Last week marked something of a landmark birthday, as Murphy turned 30, marking the occasion with his partner Laura and their new baby girl Lilly - born on the day Ulster played Toulouse last December - at their home in Ballyhackamore, in East Belfast.

Hence, while he still has a few more years’ good rugby in him, who knows how many more opportunities like this there will be.

Murphy’s experience of being in Leinster’s winning culture must be of benefit in a week like this, although he tries to be selective in what he says.

“If I feel like there’s something I want to bring up, I certainly do. I’m not afraid to talk. Sometimes you might think of something in the past where we could have done better.

“Or something we’ve done well or those positive things, because this week is all about building confidence and positivity amongst the group and that’s something I try to do.

“The best way for me to lead is to do it by example, to try and train really well, be vigilant all week and get all the boxes ticked.

Key figures

“If there’s something to be said, I’m happy to say it. Nobody wants to hear the same voice all day long, so I try to pick my moments.”

Presuming Murphy, man of the match against the Saints, is restored alongside the in-form Nick Timoney and Sean Reidy, they will be key figures.

Leicester's South African backrower Jasper Wiese has beaten the most defenders (18) in this season's Challenge Cup and his compatriot Hanro Liebenberg is another of Leicester's go to carriers.

“We’ve seen a lot of clips of those boys and you’ve got to respect them enough to realise you can’t go chest on, you’ve got to take them on hips or knees and get good chop tackles in.

“We’ll have to have a lot of bounce about our game, energy around the corner, get off the line and make some impact tackles every time we get an opportunity.”

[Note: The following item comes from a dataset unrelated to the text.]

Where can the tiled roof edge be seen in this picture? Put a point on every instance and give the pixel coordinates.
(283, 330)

Whatever else happens tomorrow night, Murphy speaks of leaving everything on the pitch, as his wont, and that Ulster have no regrets. In this they can draw on the regrets from the back-to-back defeats in Pro14 final against Leinster and the Champions Cup quarter-final by Toulouse last September.

"In both those games, we didn't win the physicality battle and that's something Dan tries to instill in us, so does (forwards coach) Roddy Grant. That's something we would pride ourselves on.

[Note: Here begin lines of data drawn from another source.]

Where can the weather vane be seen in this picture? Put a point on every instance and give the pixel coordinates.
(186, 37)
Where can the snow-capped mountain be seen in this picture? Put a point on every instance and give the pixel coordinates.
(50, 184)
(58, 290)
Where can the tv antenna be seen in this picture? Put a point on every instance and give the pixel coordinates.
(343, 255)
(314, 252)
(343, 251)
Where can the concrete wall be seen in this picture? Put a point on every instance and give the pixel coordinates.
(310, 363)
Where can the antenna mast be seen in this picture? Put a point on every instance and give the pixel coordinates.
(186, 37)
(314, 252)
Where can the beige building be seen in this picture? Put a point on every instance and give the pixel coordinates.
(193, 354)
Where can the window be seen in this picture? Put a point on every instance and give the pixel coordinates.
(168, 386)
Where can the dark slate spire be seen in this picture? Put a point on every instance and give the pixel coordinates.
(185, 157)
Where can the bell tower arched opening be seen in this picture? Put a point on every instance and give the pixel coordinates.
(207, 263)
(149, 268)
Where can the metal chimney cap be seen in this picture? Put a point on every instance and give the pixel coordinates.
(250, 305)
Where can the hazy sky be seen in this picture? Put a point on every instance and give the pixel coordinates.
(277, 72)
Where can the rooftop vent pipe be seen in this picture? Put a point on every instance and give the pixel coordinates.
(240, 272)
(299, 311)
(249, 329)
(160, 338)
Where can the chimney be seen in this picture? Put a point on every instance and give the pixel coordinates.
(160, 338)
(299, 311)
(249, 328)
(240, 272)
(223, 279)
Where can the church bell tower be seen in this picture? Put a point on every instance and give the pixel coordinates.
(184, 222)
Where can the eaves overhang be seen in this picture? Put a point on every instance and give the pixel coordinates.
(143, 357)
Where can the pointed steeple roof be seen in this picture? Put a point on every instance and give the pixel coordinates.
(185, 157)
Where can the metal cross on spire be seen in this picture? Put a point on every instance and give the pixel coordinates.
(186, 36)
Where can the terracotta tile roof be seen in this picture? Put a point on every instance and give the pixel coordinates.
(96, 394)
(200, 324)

“In both those games, there was plenty where we looked at it and thought ‘that’s not us’ whether it be not working hard enough for each other, not connecting in the line, doing uncharacteristic things where people switch off and things like that.

“Look, we’ve got a good game plan this week - I’m not going to tell you what it is - but as long as we can try and stick to the task and everyone gives 110 percent, I think we can come away with something this weekend.”